Le pays souffrait d’un manque d’entreprises technologiques, d’investissements dans la recherche et le développement, de talents spécialisés et de capacité à rivaliser avec les économies les plus avancées d’Europe. Cette image ne correspond plus tout à fait à la réalité. Les données les plus récentes de la Commission européenne montrent que le Portugal fait toujours partie du groupe des « innovateurs modérés », mais qu’il affiche une croissance supérieure à la moyenne de l’Union européenne et se rapproche progressivement des pays les plus développés. Le fait est que le véritable défi n’est plus d’innover. Il s’agit désormais de transformer cette innovation en entreprises d’envergure mondiale.

Le rapport met en évidence une réalité surprenante. Le Portugal occupe la première place en Europe en matière de soutien public à la recherche et au développement des entreprises, se distingue par la collaboration entre les entreprises et les universités et compte un nombre élevé d’entreprises qui lancent de nouveaux produits et procédés sur le marché. Parallèlement, les jeunes Portugais possèdent des compétences numériques supérieures à la moyenne européenne, et le pays continue d’attirer des investissements étrangers dans des domaines technologiques de plus en plus pointus. Ces indicateurs révèlent un pays très différent de celui qui existait il y a deux décennies.

Ces derniers mois, j’ai écrit sur des entreprises portugaises telles que TEKEVER, GTechPlasma, Greenvolt ou encore sur l’économie spatiale nationale en pleine expansion. J’ai également évoqué l’arrivée de nouveaux câbles sous-marins de Google, les centres de données, l’intelligence artificielle ainsi que les start-ups issues des universités portugaises qui commencent à conquérir les marchés internationaux. Tous ces exemples démontrent que le Portugal n’est définitivement plus un simple consommateur de technologie. Il en produit de plus en plus.

Mais l’étude européenne elle-même identifie également ce qui continue de freiner le pays. Nous disposons encore de peu de brevets, nous exportons moins de services à forte intensité de connaissances qu’il ne serait souhaitable, la productivité reste faible et de nombreuses entreprises ont du mal à transformer la recherche en propriété intellectuelle et en activités internationales.

C’est peut-être précisément là que réside la grande différence entre le Portugal et les pays à la pointe de l’innovation européenne. Notre problème n’est plus de générer de bonnes idées. Il s’agit de parvenir à les faire grandir.

Nous créons des start-ups d’une qualité exceptionnelle, mais rares sont celles qui parviennent à devenir des entreprises de renommée mondiale. Nous produisons des travaux de recherche reconnus à l’échelle internationale, mais trop souvent, nous voyons cette technologie être développée industriellement dans d’autres pays.

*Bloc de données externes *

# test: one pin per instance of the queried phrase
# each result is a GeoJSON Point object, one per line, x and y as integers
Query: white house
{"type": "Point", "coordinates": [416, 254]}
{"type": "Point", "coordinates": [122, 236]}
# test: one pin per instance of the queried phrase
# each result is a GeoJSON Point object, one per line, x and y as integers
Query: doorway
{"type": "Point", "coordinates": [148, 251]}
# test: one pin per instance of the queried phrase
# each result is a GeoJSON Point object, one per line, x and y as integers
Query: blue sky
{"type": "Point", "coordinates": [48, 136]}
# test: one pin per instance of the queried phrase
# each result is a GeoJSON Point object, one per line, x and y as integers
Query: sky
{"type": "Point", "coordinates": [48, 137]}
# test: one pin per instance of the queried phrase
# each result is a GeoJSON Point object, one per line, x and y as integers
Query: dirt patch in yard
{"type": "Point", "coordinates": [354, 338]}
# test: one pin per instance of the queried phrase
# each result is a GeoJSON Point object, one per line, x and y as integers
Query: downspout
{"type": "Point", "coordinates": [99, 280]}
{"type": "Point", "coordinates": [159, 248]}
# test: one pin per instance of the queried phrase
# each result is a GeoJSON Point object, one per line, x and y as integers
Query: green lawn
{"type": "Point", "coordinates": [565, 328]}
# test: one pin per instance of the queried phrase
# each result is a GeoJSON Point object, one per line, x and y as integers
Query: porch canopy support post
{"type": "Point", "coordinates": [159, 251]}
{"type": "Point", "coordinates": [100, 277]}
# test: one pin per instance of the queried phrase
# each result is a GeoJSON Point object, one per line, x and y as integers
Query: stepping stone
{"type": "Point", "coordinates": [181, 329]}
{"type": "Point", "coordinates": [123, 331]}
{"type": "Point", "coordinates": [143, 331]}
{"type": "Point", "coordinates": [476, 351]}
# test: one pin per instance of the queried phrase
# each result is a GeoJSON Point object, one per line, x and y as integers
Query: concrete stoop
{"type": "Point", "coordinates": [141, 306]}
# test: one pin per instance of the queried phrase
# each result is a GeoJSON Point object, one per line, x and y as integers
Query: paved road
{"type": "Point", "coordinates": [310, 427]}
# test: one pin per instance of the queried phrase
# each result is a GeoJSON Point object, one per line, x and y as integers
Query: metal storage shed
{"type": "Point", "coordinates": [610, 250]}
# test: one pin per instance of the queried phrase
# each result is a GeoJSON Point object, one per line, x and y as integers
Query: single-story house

Nous formons d’excellents ingénieurs, chercheurs et programmeurs, mais nous continuons à perdre une partie de ces talents au profit de marchés offrant une plus grande envergure et de meilleures conditions de croissance.

C’est pourquoi l’innovation ne dépend plus uniquement des universités ou des centres de recherche. Elle dépend de la capacité à créer un véritable écosystème où le capital, l’industrie, les talents, l’énergie, les infrastructures et les politiques publiques œuvrent dans la même direction.

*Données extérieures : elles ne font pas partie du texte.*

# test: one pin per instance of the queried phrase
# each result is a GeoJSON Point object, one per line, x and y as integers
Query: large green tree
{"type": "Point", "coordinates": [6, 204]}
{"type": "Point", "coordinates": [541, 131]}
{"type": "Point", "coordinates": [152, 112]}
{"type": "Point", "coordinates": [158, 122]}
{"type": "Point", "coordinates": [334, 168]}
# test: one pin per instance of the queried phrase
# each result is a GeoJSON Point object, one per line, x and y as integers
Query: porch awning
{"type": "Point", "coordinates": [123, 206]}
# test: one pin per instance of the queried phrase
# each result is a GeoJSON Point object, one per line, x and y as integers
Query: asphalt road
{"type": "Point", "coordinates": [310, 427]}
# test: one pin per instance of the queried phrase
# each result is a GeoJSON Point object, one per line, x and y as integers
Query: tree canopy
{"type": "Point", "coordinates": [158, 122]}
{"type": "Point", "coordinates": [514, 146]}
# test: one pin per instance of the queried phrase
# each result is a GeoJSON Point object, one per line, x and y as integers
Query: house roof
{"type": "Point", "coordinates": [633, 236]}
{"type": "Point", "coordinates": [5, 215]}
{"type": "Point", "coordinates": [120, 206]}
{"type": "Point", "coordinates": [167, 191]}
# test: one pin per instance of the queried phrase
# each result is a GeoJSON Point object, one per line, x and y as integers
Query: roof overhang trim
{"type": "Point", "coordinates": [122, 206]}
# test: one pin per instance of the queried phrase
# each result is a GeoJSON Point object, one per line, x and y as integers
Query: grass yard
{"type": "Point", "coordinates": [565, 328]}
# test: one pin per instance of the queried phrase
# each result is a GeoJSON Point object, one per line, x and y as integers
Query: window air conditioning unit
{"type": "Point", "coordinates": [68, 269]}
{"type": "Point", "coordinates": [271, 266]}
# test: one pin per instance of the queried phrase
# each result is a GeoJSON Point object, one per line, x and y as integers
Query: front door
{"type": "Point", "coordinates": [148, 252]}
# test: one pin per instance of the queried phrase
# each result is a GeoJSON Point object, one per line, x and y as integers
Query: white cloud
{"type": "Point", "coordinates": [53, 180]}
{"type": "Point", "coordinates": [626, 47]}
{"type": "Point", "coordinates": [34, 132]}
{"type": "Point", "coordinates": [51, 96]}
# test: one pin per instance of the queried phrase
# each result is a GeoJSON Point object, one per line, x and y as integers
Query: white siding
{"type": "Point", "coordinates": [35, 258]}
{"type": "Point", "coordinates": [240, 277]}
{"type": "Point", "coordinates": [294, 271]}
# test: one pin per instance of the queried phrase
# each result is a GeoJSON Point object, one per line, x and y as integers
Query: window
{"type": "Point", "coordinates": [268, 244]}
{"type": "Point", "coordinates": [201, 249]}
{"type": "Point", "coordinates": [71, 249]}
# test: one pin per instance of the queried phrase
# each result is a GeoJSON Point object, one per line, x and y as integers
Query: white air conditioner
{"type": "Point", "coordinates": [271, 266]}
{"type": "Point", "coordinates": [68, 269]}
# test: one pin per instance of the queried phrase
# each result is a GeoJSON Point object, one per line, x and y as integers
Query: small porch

La bonne nouvelle, c’est que le Portugal remplit déjà bon nombre de ces conditions. Nous disposons de talents, de stabilité, d’une qualité de vie, d’énergies renouvelables, d’universités compétitives et d’une position géographique de plus en plus stratégique dans l’économie numérique, renforcée par des infrastructures telles que les nouveaux câbles sous-marins qui relient directement le Portugal aux États-Unis.

La prochaine étape ne consiste plus à prouver que nous savons innover. Il s’agit de démontrer que nous pouvons transformer cette innovation en entreprises d’envergure mondiale, en emplois qualifiés et en croissance économique durable. Car le plus grand défi de la prochaine décennie n’est peut-être pas de produire davantage d’innovation, mais de veiller à ce que l’innovation produite au Portugal continue de se développer… au Portugal.